Families surrounded by nature, not crowds


Chance to catch up: Cycling enthusiasts enjoying a BBQ at a picnic table in Lubuk Timah hot spring. — RONNIE CHIN/The Star

IPOH: For some families, it was time to sit back and relax at the Lubuk Timah Hot Springs near Simpang Pulai, since the government has given the nod to some tourism activities.

Those present at the picnic spot were seated inside small huts far away from other families, as they were mindful of physical distancing.

“My family just wanted some fresh air, and a different environment, and the waterfall area is really cool,” said policeman Iqmal Firdaus Fazrin, 24, who was there with his parents, brother, wife and his month-old daughter.

And he picked a weekday to avoid crowds.

His family sat away from the rest of the picnickers.

“We have our hand sanitisers with us at all times, and we make sure not to mingle with the rest of the people,” he said yesterday.

Over at another hut was a group of teachers who cycled some 30km from Ipoh to the hot spring.

Muhammad Habil Azman, 31, said his group of nine decided to cycle there as a way to keep fit.

“We are teachers at a full boarding school, fully vaccinated, and we decided to get some fresh air.

“We packed our own food and drinks, and picked a spot away from the rest,” he said, adding that they would be cycling back to Ipoh after lunch.

“Since it rained heavily, we were unable to go swimming,” he said.

His friend Nazifi Shamsudin, 29, said they decided on the outing since they could not return to their respective hometown.

“We spend most of the time inside the school hostel. So we are actually living within a bubble,” he added.

Businessman Wan Zulkarnain Wan Mohd Hatta, 32, was at the hot spring with his wife, sister and nephew.

“We decided to come on a Monday, as most people are at work and we would have the place to ourselves.

“The only disappointing thing was that it rained the whole day so we could not swim at the waterfall pool,” he added.

When contacted, state Housing, Local Government and Tourism Committee chairman Datuk Nolee Ashilin Mohammed Radzi said the state government was excited about the reopening of certain sectors in the tourism industry.

“We would like to advise both visitors and operators to remain vigilant in adhering to the SOP to keep the people and the state safe,” she added.

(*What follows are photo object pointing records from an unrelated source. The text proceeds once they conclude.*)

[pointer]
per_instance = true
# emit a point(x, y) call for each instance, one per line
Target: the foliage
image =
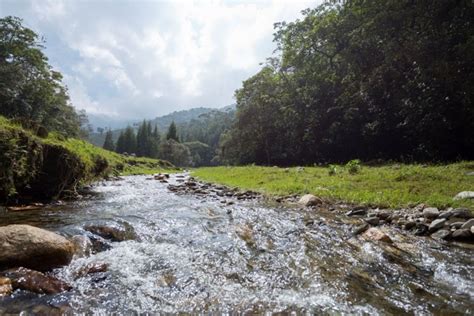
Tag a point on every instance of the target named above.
point(127, 142)
point(172, 132)
point(176, 153)
point(332, 170)
point(393, 186)
point(30, 91)
point(47, 167)
point(148, 140)
point(370, 79)
point(353, 166)
point(109, 142)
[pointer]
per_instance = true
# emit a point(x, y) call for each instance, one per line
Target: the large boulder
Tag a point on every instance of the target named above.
point(34, 248)
point(310, 200)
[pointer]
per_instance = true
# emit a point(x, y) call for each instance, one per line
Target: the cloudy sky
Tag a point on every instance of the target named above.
point(141, 59)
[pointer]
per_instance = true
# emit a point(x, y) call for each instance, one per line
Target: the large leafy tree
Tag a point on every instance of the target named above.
point(368, 79)
point(30, 90)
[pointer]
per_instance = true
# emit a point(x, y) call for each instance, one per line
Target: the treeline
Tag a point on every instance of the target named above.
point(147, 142)
point(379, 79)
point(31, 92)
point(192, 143)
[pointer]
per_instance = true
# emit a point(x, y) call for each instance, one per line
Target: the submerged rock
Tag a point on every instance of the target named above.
point(436, 224)
point(462, 235)
point(442, 234)
point(91, 268)
point(374, 220)
point(464, 195)
point(430, 213)
point(360, 229)
point(83, 246)
point(5, 286)
point(116, 231)
point(34, 281)
point(468, 224)
point(32, 247)
point(376, 234)
point(309, 200)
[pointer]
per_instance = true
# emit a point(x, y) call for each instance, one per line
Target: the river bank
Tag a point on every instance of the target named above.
point(390, 186)
point(41, 166)
point(203, 248)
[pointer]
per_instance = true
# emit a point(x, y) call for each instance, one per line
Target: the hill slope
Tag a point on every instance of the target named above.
point(32, 167)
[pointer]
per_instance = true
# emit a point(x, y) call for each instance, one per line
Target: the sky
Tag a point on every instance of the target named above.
point(142, 59)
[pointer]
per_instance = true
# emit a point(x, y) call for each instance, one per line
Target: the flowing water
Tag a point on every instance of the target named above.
point(196, 254)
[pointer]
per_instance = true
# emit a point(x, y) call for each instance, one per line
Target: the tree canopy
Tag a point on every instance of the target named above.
point(362, 79)
point(30, 90)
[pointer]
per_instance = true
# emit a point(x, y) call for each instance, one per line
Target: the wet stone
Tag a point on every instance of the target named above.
point(5, 286)
point(468, 224)
point(421, 229)
point(116, 231)
point(360, 229)
point(462, 234)
point(436, 224)
point(441, 234)
point(34, 281)
point(357, 212)
point(430, 213)
point(374, 221)
point(462, 213)
point(376, 234)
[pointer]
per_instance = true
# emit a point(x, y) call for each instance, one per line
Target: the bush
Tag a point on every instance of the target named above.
point(332, 170)
point(353, 166)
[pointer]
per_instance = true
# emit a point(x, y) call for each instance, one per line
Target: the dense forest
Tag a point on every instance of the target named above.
point(31, 92)
point(192, 142)
point(364, 79)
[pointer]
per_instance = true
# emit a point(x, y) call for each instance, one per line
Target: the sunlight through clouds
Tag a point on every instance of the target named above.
point(148, 58)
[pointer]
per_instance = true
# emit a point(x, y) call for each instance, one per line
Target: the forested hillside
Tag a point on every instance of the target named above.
point(191, 140)
point(364, 79)
point(41, 156)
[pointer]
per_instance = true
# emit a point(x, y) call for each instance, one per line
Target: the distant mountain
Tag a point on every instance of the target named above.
point(163, 122)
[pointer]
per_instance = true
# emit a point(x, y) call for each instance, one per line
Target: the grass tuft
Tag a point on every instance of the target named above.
point(392, 186)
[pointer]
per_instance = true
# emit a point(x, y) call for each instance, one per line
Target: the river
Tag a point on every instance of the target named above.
point(196, 254)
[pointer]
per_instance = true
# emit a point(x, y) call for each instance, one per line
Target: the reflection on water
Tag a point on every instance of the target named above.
point(200, 255)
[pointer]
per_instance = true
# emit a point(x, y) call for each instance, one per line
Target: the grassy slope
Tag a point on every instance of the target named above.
point(22, 151)
point(386, 186)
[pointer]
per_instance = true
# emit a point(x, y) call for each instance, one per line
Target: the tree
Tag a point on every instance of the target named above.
point(172, 132)
point(176, 153)
point(30, 91)
point(366, 79)
point(109, 142)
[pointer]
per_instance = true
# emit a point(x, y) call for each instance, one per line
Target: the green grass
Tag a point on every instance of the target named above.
point(386, 186)
point(23, 162)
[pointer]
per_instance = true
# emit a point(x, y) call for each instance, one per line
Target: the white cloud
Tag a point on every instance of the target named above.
point(142, 59)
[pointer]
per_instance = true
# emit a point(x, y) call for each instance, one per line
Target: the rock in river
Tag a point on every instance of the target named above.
point(5, 286)
point(376, 234)
point(32, 247)
point(309, 200)
point(115, 231)
point(430, 212)
point(464, 195)
point(34, 281)
point(436, 224)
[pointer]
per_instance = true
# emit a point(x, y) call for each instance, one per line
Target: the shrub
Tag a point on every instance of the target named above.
point(353, 166)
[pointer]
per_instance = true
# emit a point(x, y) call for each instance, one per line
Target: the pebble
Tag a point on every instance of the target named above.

In SIBU, residents here have been sweating it out at public parks ever since the town moved into Phase Three under the National Recovery Plan on Aug 4.

“I am fully vaccinated and I don’t wear a mask when I am in the park.

“But I avoid getting close to other joggers,” said insurance agent Pang Chui Hua, 63.

Pang, who was at the Kutien Park in Sibu, said he always takes extra precaution when exercising.

Pang, who lives near the park, never misses his 6.30am routine.

He said the park was closed to the public during Phase One and Two.

“When Sibu entered Phase Three last month, the council reopened the park by removing the barricade line,” he said.

(Sarawak is categorised Phase Three except for eight districts such as Kuching which are under Phase Two. This means that public parks in the southern region which includes Kuching, Samarahan, Serian, Tebedu and Bau are still closed to the people.)

Retiree Marcus Tan, regularly jogs along Jalan Awang Ramli Amit here in Sibu.

“With the Covid-19 situation turning bad lately, I have cut down on going to public parks.

“But if the weather is good, I will jog around the place here near St Mary’s Church along Jalan Awang Ramli Amit,” he said.

Sibu Municipal Council chairman, Clarence Ting advised people to observe physical distancing. “Keep a distance, do not exercise in groups and do not stop to gather for a chat,” he said.